By Anna Sachse
Any which way you slice it, all this seasonal fuss reminds me that I tend to think that most organized religion sucks—far too often it provides the impetus or absolution for judgment, exclusion, hatred, cruelty and murder in the name of war. But I also get why people want to believe in it—the sense of community, a reason to be your best self, the soothing nature of prayer and the comfort of a unifying principle.
Unity. That seems like a pretty good goal in these days when every election seems to highlight the fact that we are getting further and further apart. For that reason, one of the better religious options, in my opinion, is Unitarian Universalism.
With the Unitarian Universalist Association (UUA; www.uua.org), you essentially get two religions in one: the Universalist Church of America, which originally organized in 1793, and the American Unitarian Association, which organized in 1825. They consolidated in 1961, but both groups trace their formation in North America to the independent, self-governing churches of colonial New England that covenanted to help one another in times of need. Overseas, their heritages reach back centuries to religious and social reformers in England, Poland and Transylvania. (Twilight lovers rejoice!) Although it has roots in Judeo-Christianity, it embraces theological diversity and claims no official creed. That is to say, each of the 1,041 congregations in the U.S., Canada and overseas are democratic in polity and operation; they govern themselves.
I like it. And here are seven other things I like—the seven basic principles that Unitarian Universalist congregations affirm and promote:
1. The inherent worth and dignity of every person. Everyone is included, not just the rich folks or the white people or the heteros.
2. Justice, equity and compassion in human relations. This is truly doing unto others as you would have done to you; not telling other people how to live if you were them.
3. Acceptance of one another and encouragement to spiritual growth in the congregations.
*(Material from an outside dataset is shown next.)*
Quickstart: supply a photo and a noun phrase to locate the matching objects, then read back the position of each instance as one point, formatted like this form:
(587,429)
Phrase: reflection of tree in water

4. A free and responsible search for truth and meaning. Seems like a more spiritual endeavor than simply trying to avoid God’s wrath and an eternity in hell.
5. The right of conscience and the use of the democratic process within the congregations and in society at large.
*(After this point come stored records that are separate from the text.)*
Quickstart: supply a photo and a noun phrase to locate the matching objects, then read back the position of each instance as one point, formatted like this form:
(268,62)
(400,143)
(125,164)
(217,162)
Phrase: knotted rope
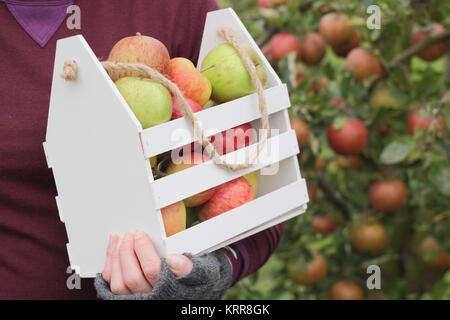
(116,70)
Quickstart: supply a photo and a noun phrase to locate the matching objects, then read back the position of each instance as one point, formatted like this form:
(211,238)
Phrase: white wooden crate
(99,154)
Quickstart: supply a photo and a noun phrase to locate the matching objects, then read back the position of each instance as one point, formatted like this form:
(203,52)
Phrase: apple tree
(370,98)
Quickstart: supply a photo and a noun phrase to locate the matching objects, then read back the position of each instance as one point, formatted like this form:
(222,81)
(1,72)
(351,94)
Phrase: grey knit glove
(209,279)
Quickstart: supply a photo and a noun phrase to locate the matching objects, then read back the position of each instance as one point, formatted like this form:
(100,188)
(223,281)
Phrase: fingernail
(139,234)
(127,237)
(176,262)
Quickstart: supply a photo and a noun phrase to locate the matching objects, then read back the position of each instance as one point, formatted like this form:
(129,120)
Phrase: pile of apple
(223,78)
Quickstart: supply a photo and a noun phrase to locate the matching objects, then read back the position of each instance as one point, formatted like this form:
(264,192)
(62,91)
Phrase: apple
(184,162)
(228,76)
(301,131)
(388,196)
(335,29)
(282,44)
(177,109)
(312,273)
(149,100)
(346,290)
(141,49)
(364,64)
(228,196)
(336,102)
(191,82)
(381,97)
(435,51)
(233,139)
(348,139)
(268,3)
(323,224)
(312,48)
(253,179)
(419,120)
(174,218)
(369,237)
(343,50)
(436,259)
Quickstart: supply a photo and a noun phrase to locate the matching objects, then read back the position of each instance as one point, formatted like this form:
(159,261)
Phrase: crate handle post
(118,69)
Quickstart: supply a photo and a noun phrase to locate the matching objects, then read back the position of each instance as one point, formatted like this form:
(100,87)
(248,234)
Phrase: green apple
(228,76)
(150,101)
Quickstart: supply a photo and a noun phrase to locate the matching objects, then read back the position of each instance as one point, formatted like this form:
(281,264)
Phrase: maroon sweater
(33,258)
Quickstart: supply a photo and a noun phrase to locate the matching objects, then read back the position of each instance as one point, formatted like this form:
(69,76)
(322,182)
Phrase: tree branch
(408,53)
(333,197)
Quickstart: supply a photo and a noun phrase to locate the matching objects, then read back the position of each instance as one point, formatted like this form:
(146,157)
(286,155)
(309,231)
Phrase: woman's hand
(133,265)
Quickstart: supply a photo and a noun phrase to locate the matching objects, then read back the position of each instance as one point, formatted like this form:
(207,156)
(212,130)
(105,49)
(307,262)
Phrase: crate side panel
(179,132)
(101,175)
(227,17)
(201,177)
(239,220)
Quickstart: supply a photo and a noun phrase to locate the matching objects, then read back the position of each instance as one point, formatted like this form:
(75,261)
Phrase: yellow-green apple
(435,51)
(364,64)
(282,44)
(184,162)
(336,29)
(312,48)
(228,196)
(233,139)
(253,179)
(191,82)
(150,101)
(228,76)
(141,49)
(174,218)
(382,97)
(177,109)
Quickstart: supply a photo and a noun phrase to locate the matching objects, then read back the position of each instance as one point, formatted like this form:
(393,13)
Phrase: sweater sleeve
(249,254)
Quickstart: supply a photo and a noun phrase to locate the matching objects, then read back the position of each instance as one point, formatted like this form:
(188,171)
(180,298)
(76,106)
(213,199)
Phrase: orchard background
(375,147)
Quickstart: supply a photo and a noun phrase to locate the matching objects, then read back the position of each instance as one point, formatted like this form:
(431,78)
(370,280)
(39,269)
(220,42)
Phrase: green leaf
(397,150)
(440,177)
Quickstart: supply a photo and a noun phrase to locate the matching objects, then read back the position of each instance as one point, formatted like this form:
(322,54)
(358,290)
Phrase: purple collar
(40,18)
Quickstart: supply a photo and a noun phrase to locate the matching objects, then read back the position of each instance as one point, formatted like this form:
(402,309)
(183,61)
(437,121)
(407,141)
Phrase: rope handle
(117,69)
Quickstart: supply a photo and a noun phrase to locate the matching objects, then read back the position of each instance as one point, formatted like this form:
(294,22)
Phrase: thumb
(179,264)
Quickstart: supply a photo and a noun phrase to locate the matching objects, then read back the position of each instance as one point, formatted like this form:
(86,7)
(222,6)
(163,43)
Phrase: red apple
(418,121)
(141,49)
(388,196)
(364,64)
(174,218)
(268,3)
(343,50)
(312,48)
(323,224)
(228,196)
(177,109)
(349,139)
(184,162)
(301,131)
(191,82)
(281,45)
(435,51)
(335,29)
(234,138)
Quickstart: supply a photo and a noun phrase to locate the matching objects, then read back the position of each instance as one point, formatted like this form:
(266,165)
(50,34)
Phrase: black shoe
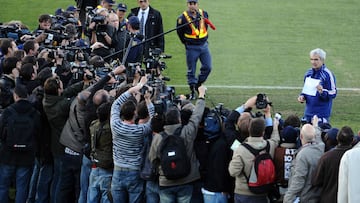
(192,95)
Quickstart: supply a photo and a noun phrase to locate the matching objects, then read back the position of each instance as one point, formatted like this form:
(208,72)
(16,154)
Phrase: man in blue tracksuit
(192,27)
(321,103)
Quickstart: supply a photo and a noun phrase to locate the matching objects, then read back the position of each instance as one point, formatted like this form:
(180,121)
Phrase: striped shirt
(128,139)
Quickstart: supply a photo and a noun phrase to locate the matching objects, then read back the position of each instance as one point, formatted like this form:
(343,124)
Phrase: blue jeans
(84,178)
(173,194)
(39,189)
(55,179)
(152,192)
(68,189)
(22,176)
(250,199)
(214,197)
(127,186)
(33,182)
(99,185)
(197,196)
(43,183)
(193,53)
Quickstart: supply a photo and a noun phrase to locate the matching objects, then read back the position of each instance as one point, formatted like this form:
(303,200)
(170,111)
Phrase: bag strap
(256,152)
(177,132)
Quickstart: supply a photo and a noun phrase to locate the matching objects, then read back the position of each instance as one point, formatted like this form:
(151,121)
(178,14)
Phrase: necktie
(142,22)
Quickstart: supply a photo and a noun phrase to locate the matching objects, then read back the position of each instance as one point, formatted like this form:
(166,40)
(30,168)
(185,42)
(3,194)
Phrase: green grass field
(259,46)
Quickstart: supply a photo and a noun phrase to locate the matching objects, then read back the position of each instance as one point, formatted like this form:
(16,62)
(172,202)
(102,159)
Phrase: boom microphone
(207,21)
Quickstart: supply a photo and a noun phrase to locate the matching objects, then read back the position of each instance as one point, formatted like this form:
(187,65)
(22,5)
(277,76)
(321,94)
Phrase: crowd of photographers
(98,97)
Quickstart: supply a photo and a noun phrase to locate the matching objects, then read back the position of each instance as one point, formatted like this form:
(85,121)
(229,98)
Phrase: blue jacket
(321,104)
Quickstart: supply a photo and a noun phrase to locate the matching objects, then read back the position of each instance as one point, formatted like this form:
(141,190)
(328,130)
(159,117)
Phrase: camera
(262,101)
(132,69)
(79,71)
(154,62)
(98,19)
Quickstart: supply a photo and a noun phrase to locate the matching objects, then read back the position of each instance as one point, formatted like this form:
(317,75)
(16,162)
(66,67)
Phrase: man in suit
(150,26)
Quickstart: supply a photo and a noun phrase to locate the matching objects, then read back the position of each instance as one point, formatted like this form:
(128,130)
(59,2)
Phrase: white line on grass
(262,87)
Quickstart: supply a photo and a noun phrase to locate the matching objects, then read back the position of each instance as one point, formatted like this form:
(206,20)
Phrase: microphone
(165,78)
(165,56)
(137,35)
(207,21)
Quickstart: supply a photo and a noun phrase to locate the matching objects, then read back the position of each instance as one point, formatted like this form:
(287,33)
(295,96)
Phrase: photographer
(241,116)
(101,33)
(135,53)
6. The goal of world community with peace, liberty and justice for all.
7. Respect for the interdependent web of all existence of which we are a part.
I am not a Unitarian Universalist myself. The spawn of a Jewish-in-blood-only father and lapsed-Catholic mother, who were both hippies, I follow no religion. But nonetheless, reading these principles truly fills me with the holiday spirit. They provide me with a spark of hope that maybe someday we will realize that we all must work together to keep this planet spinning. And that if we all put our energy toward love, respect and mutual support a little more often, life on our planet would suck a little less for a lot more people.
Have a Happy and Healthy Chanuwanzmas, ya’ll.